What they lack in knowledge, they make up for by cranking up the drama and assertiveness. News stations feed the 24-hour news monster with loud-mouthed demagogues who dominate the public discourse by evangelizing knowledge that they don’t have. Experts at think tanks and government institutions churn out authoritative policy papers on countries they’ve never visited. Some of these opinions are undoubtedly valuable, but, with the rapid proliferation of self-proclaimed experts, it’s become increasingly difficult to separate the signal from the noise.
Opinions of the authorities can do lasting damage because we’re wired to trust them. Social science studies show that seemingly simple symbols of authority (such as a title or clothing) are sufficient to inspire concerning levels of obedience. In an infamous study by Stanley Milgram, participants were willing to deliver life-threatening electric shocks to a victim in seeming agony (played by an actor), simply because a lab-coated researcher told them to do so.

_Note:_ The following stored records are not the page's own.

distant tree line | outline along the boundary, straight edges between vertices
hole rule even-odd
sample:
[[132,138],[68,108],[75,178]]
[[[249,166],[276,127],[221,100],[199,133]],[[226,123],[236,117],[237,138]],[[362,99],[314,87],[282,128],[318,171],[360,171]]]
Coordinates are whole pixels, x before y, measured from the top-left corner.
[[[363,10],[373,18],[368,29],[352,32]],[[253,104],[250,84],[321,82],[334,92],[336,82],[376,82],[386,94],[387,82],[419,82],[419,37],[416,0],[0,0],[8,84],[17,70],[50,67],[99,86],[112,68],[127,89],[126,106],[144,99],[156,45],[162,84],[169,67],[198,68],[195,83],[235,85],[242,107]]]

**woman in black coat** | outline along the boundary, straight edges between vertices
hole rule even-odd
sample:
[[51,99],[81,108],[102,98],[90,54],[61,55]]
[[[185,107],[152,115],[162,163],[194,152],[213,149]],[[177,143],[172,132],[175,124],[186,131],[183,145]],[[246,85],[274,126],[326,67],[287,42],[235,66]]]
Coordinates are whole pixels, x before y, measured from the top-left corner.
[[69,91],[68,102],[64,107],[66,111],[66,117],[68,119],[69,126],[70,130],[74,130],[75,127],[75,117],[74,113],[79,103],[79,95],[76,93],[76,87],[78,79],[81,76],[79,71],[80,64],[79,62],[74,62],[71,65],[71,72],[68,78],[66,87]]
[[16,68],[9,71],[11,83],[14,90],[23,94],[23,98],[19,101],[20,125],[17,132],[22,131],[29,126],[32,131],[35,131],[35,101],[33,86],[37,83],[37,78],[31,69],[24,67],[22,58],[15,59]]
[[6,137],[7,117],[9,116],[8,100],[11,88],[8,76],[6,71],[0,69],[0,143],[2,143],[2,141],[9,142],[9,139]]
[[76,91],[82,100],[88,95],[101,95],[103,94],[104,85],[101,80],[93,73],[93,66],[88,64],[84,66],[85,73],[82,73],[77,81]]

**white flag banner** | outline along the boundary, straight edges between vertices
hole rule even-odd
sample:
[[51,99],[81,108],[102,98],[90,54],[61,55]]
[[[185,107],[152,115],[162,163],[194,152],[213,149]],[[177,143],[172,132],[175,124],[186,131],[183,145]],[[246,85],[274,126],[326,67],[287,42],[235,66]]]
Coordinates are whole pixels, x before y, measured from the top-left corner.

Authorities are human and fallible. They’re vulnerable to the same biases and conflicts of interest as the rest of us. Since they are experts in the current view of their field, they can reflexively dismiss unorthodox views and protect their ego at the expense of an objective search for the truth. Experts need maverick thinking to avoid tunnel vision but they’re often hostile to it. For example, the continental drift theory, which posited that continents were one big mass and drifted apart overtime, was initially declared absurd. For decades, Nicolaus Copernicus was reluctant to publish his finding that the Earth is not at the center of the universe, for fear of rejection and ridicule by the experts. Ignaz Semmelweis, a Hungarian physician, was ostracized by the medical community for suggesting that doctors wash their hands before treating patients to avoid spreading disease. He ended up in an asylum. Each of these instances proved Max Planck right: “A new scientific truth does not triumph by convincing its opponents and making them see the light, but rather because its opponents eventually die.”
Last year, when I set out to write a book about military coups, the experts had already reached a conclusion: Coups are bad for democracy. No buts, no ifs, no exceptions. During my research, I uncovered numerous coups that didn’t fit this pattern. These coups toppled dictatorships and built democracies, rather than destroyed them.
When I made this claim at a conference, a senior scholar awoke from his daydream, turned his head deliberately in my direction, and gave me the same type of stare that the Cardinals must have given Galileo for asserting that the Earth is round. Challenging the consensus opinion was academic heresy.
Even after he earned a Nobel prize, the physicist Richard Feynman didn’t see himself as an authority. Instead, he thought of himself as a “confused ape” and approached everything around him with the same level of curiosity, enabling him to see the nuances that others in his field had dismissed. In a rebuke to self-professed experts with confident claims, “I would rather have questions that can’t be answered,” he said, “than answers which can’t be questioned.”
In the end, the world needs fewer self-assured authorities and more confused apes.